Microsoft verteuert Xbox-Konsolen in Europa erneut - Topmodell Series X jetzt bei 800 Euro

Die Xbox wird noch teurer: Seit 1. August zahlen Käuferinnen und Käufer in Europa bis zu 200 Euro mehr für die aktuellen Series-Konsolen. Das Topmodell kratzt erstmals an der 800-Euro-Marke. Microsoft macht explodierende Speicherpreise verantwortlich und warnt schon vor der nächsten Verteuerung.
von  teleschau
Microsoft erhöht die Preise für die Xbox-Modelle.
Microsoft erhöht die Preise für die Xbox-Modelle. © 2024 Getty Images/Tomohiro Ohsumi

Seit dem 1. August 2026 gelten in Europa neue Preise für die gesamte Xbox-Series-Hardware. Microsoft zieht damit die bereits im Juni angekündigte weltweite Preisrunde nach, für die zunächst nur US-Beträge vorlagen. Wie sich zeigt, fällt der Aufschlag hierzulande spürbar deutlicher aus als jenseits des Atlantiks.

Die neuen Preise im Überblick

Am stärksten betroffen ist das Topmodell: Die Xbox Series X mit optischem UHD-Laufwerk und 1 TB Speicher kostet nun 799,99 Euro - seit der letzten Preiserhöhung im Mai 2025 waren es 599,99 Euro, ein Plus von 200 Euro. Die laufwerkslose Digital-Variante mit derselben Speicherkapazität klettert von 549,99 auf 749,99 Euro.

Zum Vergleich: Bei ihrem Marktstart im November 2020 kostete die Series X mit Laufwerk 499,99 Euro.

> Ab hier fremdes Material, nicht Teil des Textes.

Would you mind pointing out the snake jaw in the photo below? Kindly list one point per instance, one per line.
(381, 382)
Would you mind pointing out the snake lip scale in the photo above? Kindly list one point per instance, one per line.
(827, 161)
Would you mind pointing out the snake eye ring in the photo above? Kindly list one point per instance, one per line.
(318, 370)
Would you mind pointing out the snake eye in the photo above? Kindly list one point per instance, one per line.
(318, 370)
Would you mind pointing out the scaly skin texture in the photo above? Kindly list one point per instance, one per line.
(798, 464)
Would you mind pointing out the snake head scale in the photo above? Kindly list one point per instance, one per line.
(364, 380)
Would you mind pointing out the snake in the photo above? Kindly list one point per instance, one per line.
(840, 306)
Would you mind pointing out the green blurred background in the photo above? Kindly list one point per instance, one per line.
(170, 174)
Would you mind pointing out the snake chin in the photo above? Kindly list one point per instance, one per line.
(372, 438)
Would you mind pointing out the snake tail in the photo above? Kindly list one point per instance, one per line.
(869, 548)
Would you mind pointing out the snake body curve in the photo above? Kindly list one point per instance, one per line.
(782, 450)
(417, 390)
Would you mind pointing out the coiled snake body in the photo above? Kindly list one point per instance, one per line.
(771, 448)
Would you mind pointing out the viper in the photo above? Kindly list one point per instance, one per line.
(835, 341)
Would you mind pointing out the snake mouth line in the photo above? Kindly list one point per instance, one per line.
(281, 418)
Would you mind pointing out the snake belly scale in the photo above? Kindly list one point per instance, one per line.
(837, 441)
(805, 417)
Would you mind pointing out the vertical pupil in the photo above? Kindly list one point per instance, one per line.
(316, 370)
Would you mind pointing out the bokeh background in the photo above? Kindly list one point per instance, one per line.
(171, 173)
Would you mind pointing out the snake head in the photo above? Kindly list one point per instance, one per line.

Wer die Konsole heute kauft, zahlt also rund 300 Euro beziehungsweise etwa 60 Prozent mehr als zum Verkaufsstart.

Auch die kleinere Series S wird teurer: Das 512-GB-Modell steigt von 349,99 auf 499,99 Euro, die 1-TB-Ausführung von 399,99 auf 599,99 Euro. Die auslaufende Galaxy-Black-Sonderedition mit 2 TB verschwindet dagegen ganz aus dem Sortiment.

In den USA fiel die Erhöhung zum selben Stichtag prozentual geringer aus: Dort steigt der Preis des Topmodells um 150 US-Dollar auf 799,99 US-Dollar (zzgl. der dort separat ausgewiesenen Steuer).

Speicherpreise als Auslöser

Als Ursache nennt Microsoft die massiv gestiegenen Kosten für Speicherbauteile. In einer Stellungnahme heißt es, die Preise für Konsolenspeicher und RAM hätten sich innerhalb kurzer Zeit mehr als verzweieinhalbfacht. Bis zum Herbst 2027 rechnet der Konzern zudem mit einer weiteren Verdopplung dieser Kosten.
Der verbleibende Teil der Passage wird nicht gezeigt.